Adanya kelangkaan menandai supplay minyak goreng untuk kebutuhan rumah tangga masih tersendat. Artinya, pemerintah harus memastikan dimana hambatan ketersediaan stok minyak goreng untuk rumah tangga, apakah di produsen atau distributor.

Kedua, perilaku pelaku usaha yang mengambil keuntungan atas kondisi ketidakpastian.
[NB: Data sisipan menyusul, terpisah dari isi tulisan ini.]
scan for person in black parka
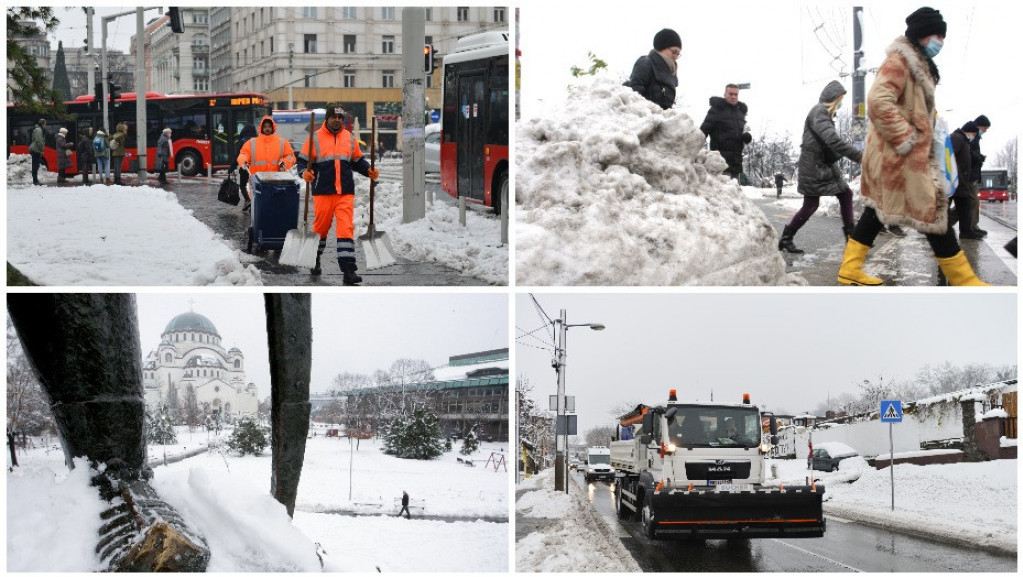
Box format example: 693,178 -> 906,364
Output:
777,80 -> 862,254
700,84 -> 753,180
625,28 -> 682,110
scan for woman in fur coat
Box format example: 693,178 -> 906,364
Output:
838,7 -> 986,285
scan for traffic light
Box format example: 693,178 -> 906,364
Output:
422,44 -> 434,74
167,8 -> 185,33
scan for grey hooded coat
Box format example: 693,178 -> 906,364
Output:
797,80 -> 861,196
Harus diakui disparitas harga antara harga CPO di pasar global dengan CPO domestik, yang bahkan semakin jauh seiring konflik Rusia Ukraina ini, berpotensi menimbulkan berbagai penyelewengan oleh pengusaha seperti penyelundupan dan sebagainya.

Ada beberapa catatan terkait kebijakan permendag itu sendiri, pertama, belum menciptakan arena bersaing yang sama, dalam arti belum tentu semua produsen minyak goreng bisa mendapatkan DMO DPO karena diserahkan pada mekanisme pasar, Kedua, masih belum menyentuh pada konsumen yang paling terdampak, yakni masyarakat bawah dan UMKM.

Ada alternatif kebijakan yang mungkin dapat dipertimbangkan, yakni mengembalikan pada mekanisme pasar, namun dengan meningkatkan pajak eksport, yang pada gilirannya dapat digunakan untuk mensubsidi masyarakat yang paling terdampak.

Ketiga, tercipta disparitas harga yang melahirkan banyak spekulan, pada gilirannya menimbulkan cost tambahan yang cukup besar dalam hal pengawasan terhadap berbagai perilaku penyelewengan. Yang pasti, dari kacamata persaingan usaha, upaya perbaikan industri minyak goreng dari hulu sampai hilir harus segera dilakukan.

*Penulis adalah Kepala kanwil I Komisi Pengawas Persaingan Usaha (KPPU).